[Avionics Magazine 06-17-2016] National Air Traffic Controllers Association (NATCA) President Paul Rinaldi told the House Aviation Subcommittee this week that the number of fully certified air traffic controllers, already at a 27-year low, fell again in the first three months of this year. Rinaldi said the situation has reached a crisis level and outlined several recommendations, including increasing annual hiring totals and passage of bipartisan legislation, H.R. 5292, the Air Traffic Controller Hiring Improvement Act of 2016.
NATCA President Paul Rinaldi. Photo: NATCA.
Controller staffing levels have fallen nearly 10 percent since 2011, and the Federal Aviation Administration (FAA) has missed its hiring goals in each of the last seven years. In fiscal year 2015, the FAA fell 24 percent short of its hiring goal. More controllers are eligible to retire today, specifically one-quarter of the workforce, than are in the pipeline to replace them.

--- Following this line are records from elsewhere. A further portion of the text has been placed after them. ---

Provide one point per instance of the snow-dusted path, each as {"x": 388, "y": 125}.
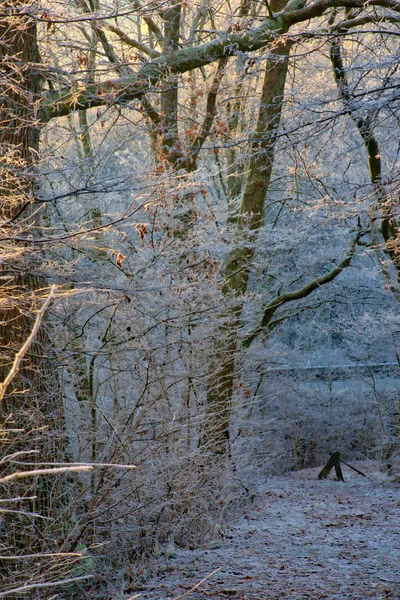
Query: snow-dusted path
{"x": 302, "y": 538}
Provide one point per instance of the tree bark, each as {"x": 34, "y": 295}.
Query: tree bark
{"x": 237, "y": 266}
{"x": 31, "y": 412}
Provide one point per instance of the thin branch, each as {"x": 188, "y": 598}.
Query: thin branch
{"x": 38, "y": 472}
{"x": 299, "y": 294}
{"x": 133, "y": 43}
{"x": 34, "y": 586}
{"x": 21, "y": 353}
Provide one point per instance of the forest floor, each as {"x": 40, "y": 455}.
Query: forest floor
{"x": 301, "y": 538}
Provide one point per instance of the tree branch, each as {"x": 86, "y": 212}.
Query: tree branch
{"x": 27, "y": 344}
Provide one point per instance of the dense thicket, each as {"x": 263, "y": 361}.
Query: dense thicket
{"x": 212, "y": 187}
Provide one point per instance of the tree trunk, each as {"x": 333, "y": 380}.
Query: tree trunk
{"x": 238, "y": 263}
{"x": 31, "y": 413}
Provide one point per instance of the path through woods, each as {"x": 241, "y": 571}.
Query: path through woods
{"x": 301, "y": 538}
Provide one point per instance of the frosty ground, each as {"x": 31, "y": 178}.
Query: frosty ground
{"x": 301, "y": 538}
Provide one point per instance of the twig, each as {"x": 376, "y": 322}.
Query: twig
{"x": 25, "y": 347}
{"x": 354, "y": 469}
{"x": 43, "y": 555}
{"x": 35, "y": 472}
{"x": 33, "y": 586}
{"x": 197, "y": 584}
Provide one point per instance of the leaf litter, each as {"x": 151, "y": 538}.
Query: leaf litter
{"x": 301, "y": 538}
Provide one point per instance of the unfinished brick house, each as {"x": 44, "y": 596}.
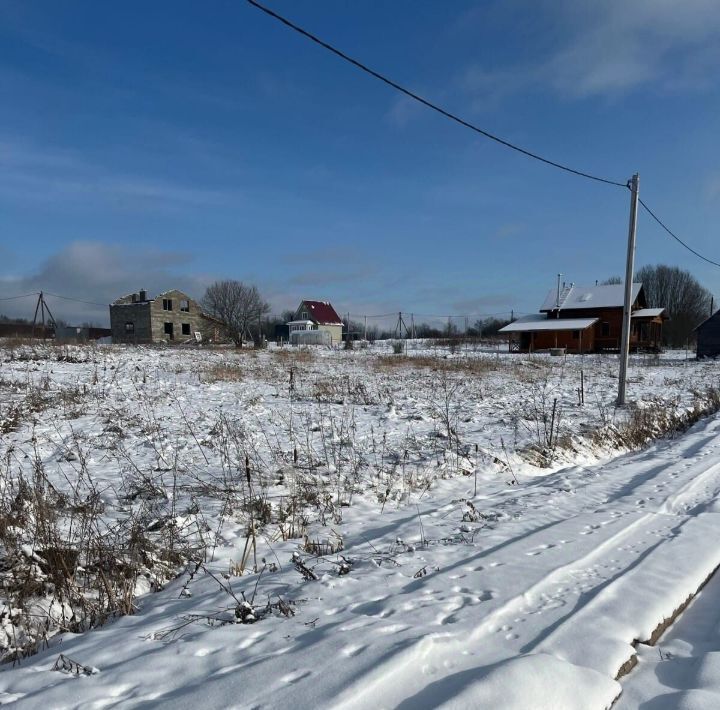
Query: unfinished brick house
{"x": 169, "y": 317}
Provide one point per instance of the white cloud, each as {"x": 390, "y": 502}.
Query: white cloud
{"x": 606, "y": 48}
{"x": 98, "y": 273}
{"x": 615, "y": 46}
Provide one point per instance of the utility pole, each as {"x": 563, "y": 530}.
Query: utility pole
{"x": 627, "y": 308}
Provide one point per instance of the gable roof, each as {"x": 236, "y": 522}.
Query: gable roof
{"x": 321, "y": 312}
{"x": 707, "y": 320}
{"x": 580, "y": 297}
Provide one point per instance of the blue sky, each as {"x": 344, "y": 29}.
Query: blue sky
{"x": 171, "y": 144}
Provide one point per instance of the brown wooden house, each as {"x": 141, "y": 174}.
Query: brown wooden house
{"x": 585, "y": 319}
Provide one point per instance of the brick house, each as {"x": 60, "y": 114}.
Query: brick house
{"x": 585, "y": 319}
{"x": 318, "y": 316}
{"x": 169, "y": 317}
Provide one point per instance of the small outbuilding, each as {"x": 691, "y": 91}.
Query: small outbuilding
{"x": 708, "y": 337}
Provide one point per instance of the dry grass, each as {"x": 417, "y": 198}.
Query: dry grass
{"x": 224, "y": 372}
{"x": 294, "y": 354}
{"x": 470, "y": 366}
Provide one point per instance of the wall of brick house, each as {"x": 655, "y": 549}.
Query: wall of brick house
{"x": 192, "y": 318}
{"x": 136, "y": 313}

“If we do not act decisively and soon, I fear that our nation’s air traffic control system will soon face the same challenges and consequences as D.C.’s Metro system, which has been plagued by deferred maintenance and chronic underfunding,” Rinaldi said in his testimony for the subcommittee’s hearing, titled A Review of the Federal Aviation Administration’s Air Traffic Controller Hiring, Staffing, and Training Plans. “Without a stable and predictable funding stream for the National Airspace System (NAS), controller staffing is just the first of many NAS crises that Congress will need to resolve in the near future.”
Among the recommendations Rinaldi proposed in his testimony to address the crisis:
• Passage of H.R. 5292, which would streamline the hiring process by ensuring a path for experienced controllers to be hired quickly and allow military veterans and graduates of schools in the FAA’s Collegiate Training Initiative (CTI) to be hired more expeditiously. The legislation, if enacted, would ensure that CTI graduates and veterans are considered in a separate pool from the general public, and would increase the maximum entry age for a controller with 52 weeks experience to 35 years of age;
• Maximizing the capacity of the FAA Academy in Oklahoma City. The FAA will only have approximately 1,300 new employees enrolled at the Academy this year. The facility can accommodate up to approximately 2,000 employees per year;
• An FAA controller vacancy announcement for experienced controllers that is open and continuously maintained 365 days per year;
• The aggressive FAA recruitment of experienced former FAA controllers, military and civilian DOD controllers and Federal Contract Tower controllers; and
• Stable, predictable funding for the FAA, including ensuring that the FAA is not subject to future sequester cuts.